Kostadin Alakushev (Bulgarian and Костадин Алакушев ; c. 1875–1912) was a Macedonian Bulgarian revolutionary of the Internal Macedonian-Adrianople Revolutionary Organization (IMARO).

==Biography==
Kostadin Alakushev was born in the village of Tarlis, in the Ottoman Empire, that is now in Greece known today as Vathytopos, Kato Nevrokopi municipality, Drama regional unit. He graduated from the Bulgarian Men's High School of Thessaloniki and afterwards worked as a teacher in different villages in the region of Nevrokop and Ser.

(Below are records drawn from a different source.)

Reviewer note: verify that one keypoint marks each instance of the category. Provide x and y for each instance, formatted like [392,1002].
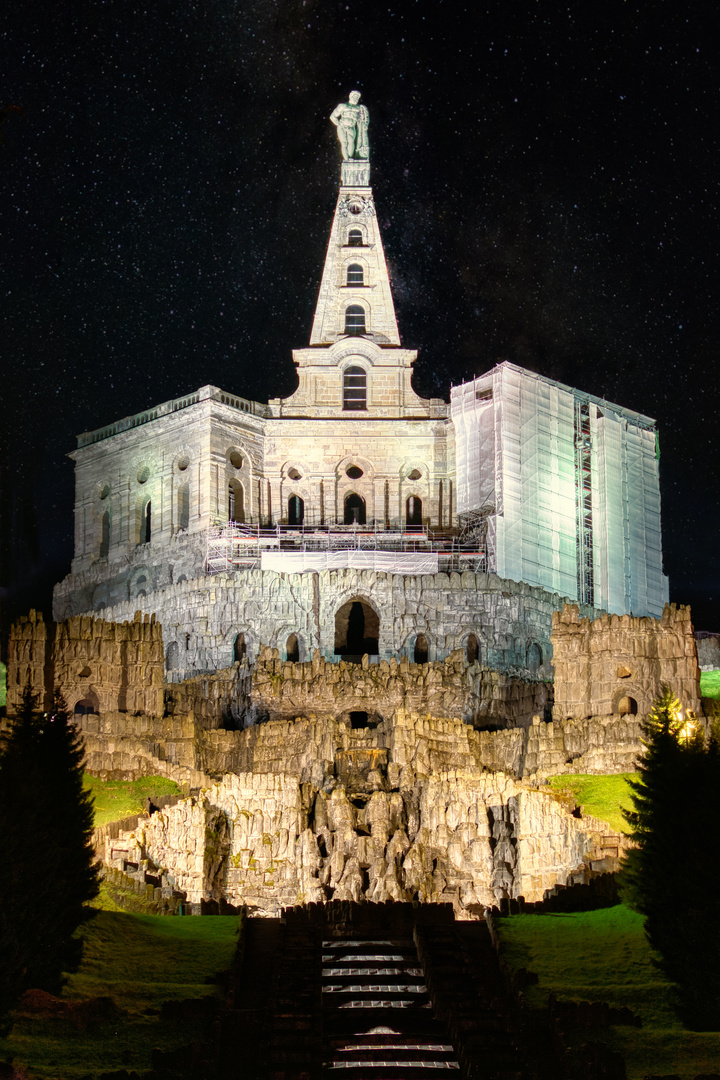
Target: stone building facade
[226,517]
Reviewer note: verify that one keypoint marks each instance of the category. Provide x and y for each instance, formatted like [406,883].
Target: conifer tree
[673,876]
[48,873]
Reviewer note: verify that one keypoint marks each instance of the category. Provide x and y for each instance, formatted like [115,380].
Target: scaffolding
[415,550]
[562,488]
[584,504]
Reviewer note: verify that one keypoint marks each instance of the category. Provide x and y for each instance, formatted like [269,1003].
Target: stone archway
[354,509]
[356,629]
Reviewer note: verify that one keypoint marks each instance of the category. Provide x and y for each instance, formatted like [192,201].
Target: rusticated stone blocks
[616,664]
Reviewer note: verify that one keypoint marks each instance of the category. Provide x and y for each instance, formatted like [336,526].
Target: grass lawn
[120,798]
[602,797]
[603,956]
[139,961]
[709,684]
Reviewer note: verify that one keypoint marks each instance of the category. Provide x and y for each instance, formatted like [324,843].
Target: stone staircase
[377,1014]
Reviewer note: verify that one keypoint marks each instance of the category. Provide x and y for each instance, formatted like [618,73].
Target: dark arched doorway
[235,502]
[240,648]
[293,649]
[296,510]
[354,509]
[413,511]
[356,630]
[86,706]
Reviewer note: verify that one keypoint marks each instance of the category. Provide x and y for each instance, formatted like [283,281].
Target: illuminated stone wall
[202,618]
[619,663]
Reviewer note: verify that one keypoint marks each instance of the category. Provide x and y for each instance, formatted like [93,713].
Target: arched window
[355,320]
[420,652]
[293,649]
[184,507]
[413,511]
[534,657]
[296,510]
[235,502]
[354,510]
[105,534]
[173,657]
[354,389]
[240,648]
[86,706]
[145,530]
[356,630]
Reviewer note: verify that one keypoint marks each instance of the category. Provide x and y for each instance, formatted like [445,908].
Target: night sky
[546,181]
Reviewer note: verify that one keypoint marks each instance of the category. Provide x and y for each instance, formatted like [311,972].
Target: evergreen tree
[673,876]
[48,873]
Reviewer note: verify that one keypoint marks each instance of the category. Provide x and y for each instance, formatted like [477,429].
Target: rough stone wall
[599,663]
[283,690]
[202,618]
[269,840]
[118,666]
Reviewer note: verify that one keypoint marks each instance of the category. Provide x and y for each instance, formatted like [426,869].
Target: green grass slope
[116,799]
[139,961]
[603,797]
[603,956]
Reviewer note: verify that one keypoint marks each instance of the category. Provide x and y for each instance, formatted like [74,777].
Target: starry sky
[546,181]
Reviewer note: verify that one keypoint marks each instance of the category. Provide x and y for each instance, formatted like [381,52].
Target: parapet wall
[452,688]
[617,663]
[202,617]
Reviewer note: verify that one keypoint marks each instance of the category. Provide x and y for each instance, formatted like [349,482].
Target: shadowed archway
[356,630]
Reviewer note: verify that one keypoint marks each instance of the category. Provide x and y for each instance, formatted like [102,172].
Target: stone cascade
[355,820]
[617,663]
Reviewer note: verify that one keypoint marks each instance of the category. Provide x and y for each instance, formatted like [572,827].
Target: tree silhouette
[673,876]
[48,873]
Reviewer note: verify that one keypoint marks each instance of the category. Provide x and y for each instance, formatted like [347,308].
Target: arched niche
[293,649]
[420,651]
[89,705]
[472,649]
[534,657]
[296,510]
[356,629]
[354,509]
[413,511]
[235,502]
[105,535]
[240,648]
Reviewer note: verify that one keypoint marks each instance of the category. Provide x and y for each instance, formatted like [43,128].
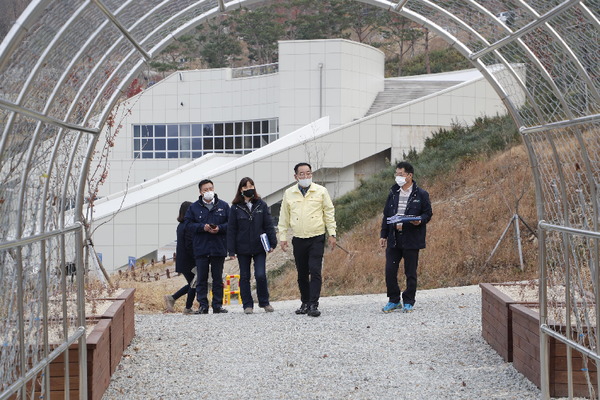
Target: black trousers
[308,254]
[189,277]
[392,262]
[216,268]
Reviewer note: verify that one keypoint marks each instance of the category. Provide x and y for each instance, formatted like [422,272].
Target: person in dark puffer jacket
[249,218]
[184,263]
[207,219]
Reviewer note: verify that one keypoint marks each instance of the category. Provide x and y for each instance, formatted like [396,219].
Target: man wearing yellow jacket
[308,209]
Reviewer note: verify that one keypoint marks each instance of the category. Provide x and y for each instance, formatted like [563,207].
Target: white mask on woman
[305,182]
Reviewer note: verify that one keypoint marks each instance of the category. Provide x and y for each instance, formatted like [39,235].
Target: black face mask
[248,193]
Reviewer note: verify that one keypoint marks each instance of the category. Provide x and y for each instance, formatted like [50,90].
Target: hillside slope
[469,215]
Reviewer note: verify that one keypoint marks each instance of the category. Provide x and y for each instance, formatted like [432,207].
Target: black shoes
[303,309]
[313,311]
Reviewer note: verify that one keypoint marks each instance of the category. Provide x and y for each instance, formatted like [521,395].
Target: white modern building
[326,102]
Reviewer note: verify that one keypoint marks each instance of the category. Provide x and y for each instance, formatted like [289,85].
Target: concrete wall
[462,104]
[353,74]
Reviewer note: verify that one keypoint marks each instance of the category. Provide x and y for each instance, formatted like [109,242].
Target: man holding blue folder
[404,227]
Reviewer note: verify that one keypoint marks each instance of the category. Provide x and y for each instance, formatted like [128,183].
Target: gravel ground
[352,351]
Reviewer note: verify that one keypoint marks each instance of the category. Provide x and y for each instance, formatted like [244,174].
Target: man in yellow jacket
[308,209]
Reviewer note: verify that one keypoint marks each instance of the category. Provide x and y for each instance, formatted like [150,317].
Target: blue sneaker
[389,307]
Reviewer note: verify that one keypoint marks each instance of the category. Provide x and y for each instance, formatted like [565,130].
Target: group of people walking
[209,230]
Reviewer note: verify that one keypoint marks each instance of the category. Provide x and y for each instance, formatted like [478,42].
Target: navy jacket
[208,244]
[185,250]
[245,228]
[413,236]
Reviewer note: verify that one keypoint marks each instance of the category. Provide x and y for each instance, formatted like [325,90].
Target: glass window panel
[173,130]
[184,130]
[160,130]
[196,144]
[147,144]
[184,144]
[229,129]
[197,130]
[147,130]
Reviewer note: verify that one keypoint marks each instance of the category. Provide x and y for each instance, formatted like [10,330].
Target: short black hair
[204,182]
[299,165]
[408,168]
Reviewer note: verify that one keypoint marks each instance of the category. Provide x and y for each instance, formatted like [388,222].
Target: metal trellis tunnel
[65,64]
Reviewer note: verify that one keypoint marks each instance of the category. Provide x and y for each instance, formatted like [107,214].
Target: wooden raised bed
[526,342]
[496,319]
[128,315]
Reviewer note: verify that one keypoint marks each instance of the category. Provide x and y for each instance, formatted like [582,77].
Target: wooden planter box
[128,315]
[115,313]
[98,367]
[526,342]
[496,319]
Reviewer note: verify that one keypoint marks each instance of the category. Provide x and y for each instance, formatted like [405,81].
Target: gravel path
[352,351]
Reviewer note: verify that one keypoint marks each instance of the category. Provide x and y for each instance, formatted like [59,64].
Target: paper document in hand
[399,219]
[265,241]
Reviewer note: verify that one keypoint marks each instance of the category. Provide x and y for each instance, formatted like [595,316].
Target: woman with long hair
[249,218]
[184,262]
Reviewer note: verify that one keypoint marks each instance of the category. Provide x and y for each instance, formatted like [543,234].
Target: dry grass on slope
[469,218]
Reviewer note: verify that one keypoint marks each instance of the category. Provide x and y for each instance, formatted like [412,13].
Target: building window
[195,140]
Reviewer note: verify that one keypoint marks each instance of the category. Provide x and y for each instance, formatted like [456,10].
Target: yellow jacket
[308,215]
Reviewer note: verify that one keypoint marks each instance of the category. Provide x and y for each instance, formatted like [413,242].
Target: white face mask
[208,196]
[400,180]
[305,182]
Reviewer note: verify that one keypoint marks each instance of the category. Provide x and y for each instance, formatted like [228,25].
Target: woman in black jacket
[249,218]
[184,263]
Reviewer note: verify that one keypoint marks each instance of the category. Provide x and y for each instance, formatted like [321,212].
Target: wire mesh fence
[66,62]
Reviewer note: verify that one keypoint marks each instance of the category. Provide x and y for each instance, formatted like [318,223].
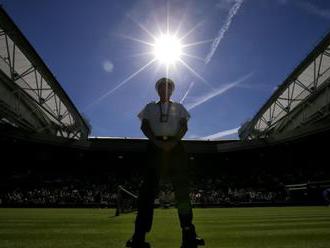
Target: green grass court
[228,227]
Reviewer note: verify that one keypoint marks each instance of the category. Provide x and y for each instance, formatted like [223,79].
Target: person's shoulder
[151,104]
[179,105]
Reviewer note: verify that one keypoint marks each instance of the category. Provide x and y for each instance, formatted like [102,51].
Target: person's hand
[158,143]
[168,145]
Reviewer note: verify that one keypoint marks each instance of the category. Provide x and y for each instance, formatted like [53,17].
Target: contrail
[220,134]
[223,30]
[187,92]
[217,92]
[233,11]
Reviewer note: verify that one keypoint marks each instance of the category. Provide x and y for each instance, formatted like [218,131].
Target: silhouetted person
[165,123]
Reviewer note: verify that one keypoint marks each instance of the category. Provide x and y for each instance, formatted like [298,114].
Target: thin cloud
[232,13]
[108,66]
[222,4]
[316,10]
[221,134]
[204,98]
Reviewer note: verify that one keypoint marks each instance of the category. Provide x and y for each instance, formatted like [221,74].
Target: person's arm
[146,129]
[182,129]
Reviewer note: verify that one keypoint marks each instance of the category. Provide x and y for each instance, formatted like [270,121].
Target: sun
[167,49]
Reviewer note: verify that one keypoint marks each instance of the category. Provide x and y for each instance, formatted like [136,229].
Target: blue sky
[250,47]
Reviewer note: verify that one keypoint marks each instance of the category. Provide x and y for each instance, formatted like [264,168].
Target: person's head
[164,87]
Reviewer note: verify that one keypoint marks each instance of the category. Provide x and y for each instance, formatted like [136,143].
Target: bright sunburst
[167,49]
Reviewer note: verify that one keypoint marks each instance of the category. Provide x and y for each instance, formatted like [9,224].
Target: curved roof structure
[30,96]
[300,105]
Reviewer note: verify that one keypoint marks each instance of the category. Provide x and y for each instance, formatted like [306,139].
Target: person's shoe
[193,243]
[190,239]
[134,244]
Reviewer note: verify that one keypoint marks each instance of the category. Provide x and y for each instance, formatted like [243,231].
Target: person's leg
[146,197]
[181,182]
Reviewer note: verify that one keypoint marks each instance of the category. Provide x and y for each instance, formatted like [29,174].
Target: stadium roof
[300,104]
[30,96]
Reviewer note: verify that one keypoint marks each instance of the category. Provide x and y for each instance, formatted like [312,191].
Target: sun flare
[167,49]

He became a member of the IMARO and participated in the Ilinden-Preobrazhenie Uprising in the revolutionary band of Stoyan Malchankov. In 1907 he became a member of the regional committee of the IMARO in Nevrokop. In 1909 he was a member of Yane Sandanski's party, whose aim was to protect the Young Turk Revolution. In 1909 he participated in the foundation of a chapter of the People's Federative Party (Bulgarian Section) in Nevrokop. In 1908 Alakushev was among the founders of the Teachers' Association in Nevrokop, in 1911 he became a member of its executive committee and in 1912 he was a delegate at the 5th congress of the Union of Bulgarian Teachers in the Ottoman Empire.

In 1912, Alakushev was kidnapped together with Stoyko Pashkulev and Blagoy Meterov by the rivalling rightist faction of IMARO and killed in the vicinity of the village of Fotovishta (today known as Ognyanovo).